There are various ownership opportunities available for foreigners buying within the Kingdom.
It is wise to note that all agreements are prepared in Thai; the script should be translated into the language of the non-Thai parties.
The Condominium Act B.E. 2522 (1979), affords foreigners to have freehold ownership of a condominium unit as well as property co-ownership of common areas. This is currently the best form of tenure available to foreigners. Lawyers must check the foreign ownership quota before a purchase is made.
Foreigner ownership of a 30-year lease for a condominium or freehold land must be registered with the Land Department. The land is a leasehold tenure; foreigners can own buildings or structures on that land for the duration of the lease. The lease term can be renewed according to Thai law.
Section 538 of the Thai Civil and Commercial Code specifies that any land lease that is over three years must be registered at the Land Registry Office; the registration fee is 1% of the absolute sum of the entire term of the lease agreement. This fee can be borne equally by the lessor and lessee upon mutual agreement.
Stamp Duty for leasehold properties is payable at the duty rate of 1 Baht for every 1,000 Baht of the total rental fee over the term of the lease agreement.
Property tax | Credit: Watchara Ritjan on Shutterstock
Taxation in Thailand is complicated, and there are tax liabilities when buying or selling a property. It’s essential to understand these liabilities before purchase.
The transfer fee is based on the official valuation of the property - the Sale and Purchase Agreement states who is responsible for the 2% fee. The transfer fee is payable at the Land Registry Office on the day that the ownership is transferred.
Some businesses are exempt from paying VAT; instead, they are liable for Specific Business Tax (SBT). Earnings from real estate sales fall into this bracket. This business tax is payable by individuals that sell properties that they have owned for less than five years. The tax rate is 3.3% (including municipal tax) of the selling price or the official valuation of the property, whichever is higher.

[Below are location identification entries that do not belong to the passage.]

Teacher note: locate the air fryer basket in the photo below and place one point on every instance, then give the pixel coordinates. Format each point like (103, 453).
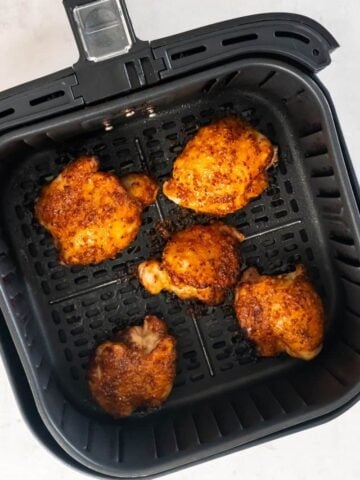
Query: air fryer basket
(224, 396)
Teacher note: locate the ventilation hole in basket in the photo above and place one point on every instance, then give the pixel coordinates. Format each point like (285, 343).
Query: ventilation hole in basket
(280, 214)
(291, 247)
(277, 203)
(62, 286)
(39, 269)
(95, 324)
(149, 132)
(50, 252)
(294, 206)
(272, 254)
(99, 147)
(193, 365)
(62, 336)
(287, 236)
(252, 261)
(68, 355)
(68, 308)
(111, 307)
(7, 112)
(316, 152)
(353, 262)
(56, 317)
(268, 243)
(288, 187)
(336, 237)
(32, 250)
(249, 248)
(258, 209)
(74, 373)
(119, 141)
(45, 287)
(263, 219)
(309, 254)
(81, 280)
(293, 259)
(153, 144)
(282, 168)
(272, 191)
(87, 302)
(57, 275)
(19, 212)
(92, 313)
(173, 137)
(226, 366)
(243, 224)
(26, 231)
(77, 330)
(80, 342)
(304, 236)
(106, 296)
(73, 319)
(178, 321)
(114, 319)
(326, 171)
(176, 149)
(42, 166)
(195, 377)
(215, 333)
(324, 193)
(190, 354)
(174, 310)
(292, 35)
(169, 125)
(223, 355)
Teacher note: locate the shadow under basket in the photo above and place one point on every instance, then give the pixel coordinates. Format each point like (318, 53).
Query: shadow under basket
(224, 396)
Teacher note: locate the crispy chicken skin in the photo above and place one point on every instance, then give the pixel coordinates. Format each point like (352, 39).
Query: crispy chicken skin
(135, 370)
(221, 168)
(93, 215)
(281, 313)
(200, 262)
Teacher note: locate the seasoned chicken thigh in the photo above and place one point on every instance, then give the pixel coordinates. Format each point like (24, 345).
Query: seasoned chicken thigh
(221, 168)
(93, 215)
(280, 313)
(200, 262)
(135, 370)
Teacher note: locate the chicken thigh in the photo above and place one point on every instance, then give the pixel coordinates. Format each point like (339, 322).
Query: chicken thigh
(221, 168)
(200, 262)
(93, 215)
(135, 370)
(280, 313)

In the case of purchasing land, where SBT does not apply, then stamp duty is payable. Both the buyer and seller are subject to pay 0.5% duty based on the official valuation or contracted sale price, whichever is higher.

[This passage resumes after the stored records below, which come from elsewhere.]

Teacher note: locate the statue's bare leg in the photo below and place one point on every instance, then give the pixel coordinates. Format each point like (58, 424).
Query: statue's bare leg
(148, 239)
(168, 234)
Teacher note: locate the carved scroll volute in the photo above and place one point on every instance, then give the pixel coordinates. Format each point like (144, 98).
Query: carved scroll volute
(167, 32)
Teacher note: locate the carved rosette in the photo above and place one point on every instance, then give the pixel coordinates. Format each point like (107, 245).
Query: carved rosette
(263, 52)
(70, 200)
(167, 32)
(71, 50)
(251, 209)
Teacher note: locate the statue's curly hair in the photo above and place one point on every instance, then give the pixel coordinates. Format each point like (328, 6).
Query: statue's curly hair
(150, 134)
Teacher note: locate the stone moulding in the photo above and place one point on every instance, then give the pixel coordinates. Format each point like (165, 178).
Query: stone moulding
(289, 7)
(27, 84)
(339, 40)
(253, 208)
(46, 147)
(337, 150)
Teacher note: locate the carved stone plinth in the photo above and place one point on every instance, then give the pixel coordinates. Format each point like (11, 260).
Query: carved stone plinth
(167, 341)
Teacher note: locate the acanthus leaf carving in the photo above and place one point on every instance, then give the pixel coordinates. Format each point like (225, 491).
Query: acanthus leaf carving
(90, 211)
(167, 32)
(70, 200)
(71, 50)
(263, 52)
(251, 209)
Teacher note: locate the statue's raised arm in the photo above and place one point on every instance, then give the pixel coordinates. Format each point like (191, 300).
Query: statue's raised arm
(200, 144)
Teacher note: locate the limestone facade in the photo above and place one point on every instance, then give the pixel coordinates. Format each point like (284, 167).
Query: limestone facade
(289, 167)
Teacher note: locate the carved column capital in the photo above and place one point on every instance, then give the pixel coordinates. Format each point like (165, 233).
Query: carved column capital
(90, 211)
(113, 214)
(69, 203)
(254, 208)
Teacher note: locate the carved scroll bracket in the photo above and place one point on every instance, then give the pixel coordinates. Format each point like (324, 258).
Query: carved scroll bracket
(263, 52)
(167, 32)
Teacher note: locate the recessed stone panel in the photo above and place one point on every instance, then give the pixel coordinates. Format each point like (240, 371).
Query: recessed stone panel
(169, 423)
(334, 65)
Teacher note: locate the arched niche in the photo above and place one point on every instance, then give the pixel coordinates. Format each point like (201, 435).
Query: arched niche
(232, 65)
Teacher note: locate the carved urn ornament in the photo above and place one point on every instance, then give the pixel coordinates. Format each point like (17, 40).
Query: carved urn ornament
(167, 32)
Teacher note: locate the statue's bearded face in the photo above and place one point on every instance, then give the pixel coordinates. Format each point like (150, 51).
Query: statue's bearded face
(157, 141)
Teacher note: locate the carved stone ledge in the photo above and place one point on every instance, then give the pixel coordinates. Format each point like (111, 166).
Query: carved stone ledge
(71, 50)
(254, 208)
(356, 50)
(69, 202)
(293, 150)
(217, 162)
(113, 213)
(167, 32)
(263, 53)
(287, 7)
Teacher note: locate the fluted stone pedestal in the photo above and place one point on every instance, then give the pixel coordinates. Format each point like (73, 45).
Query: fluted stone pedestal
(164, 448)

Specific Business Tax does not have to be paid if:
If the property is transferred to an heir in a will
If the property is transferred to a rightful child
If possession of the property is more than five years
The property is transferred to a Thai Government Agency or place of religious worship
Withholding tax is calculated at 1% of the Land Departments official valuation or the contracted sales price, whichever is greater. The withholding tax under the Revenue Code of Thailand is only applicable if the seller is a company; thus meaning an individual who earns an income from selling properties. The tax is calculated at an increasing rate which is based on the official valuation of the property. Any deductions are relational to the number of years of possession.
|Transfer Fee||2%||Buyer or shared|
|Specific Business Tax||3.3%||Seller|
|Withholding Tax||1% or progressive rate||Seller|
Please note that this is only intended as a guide; legal representation is recommended.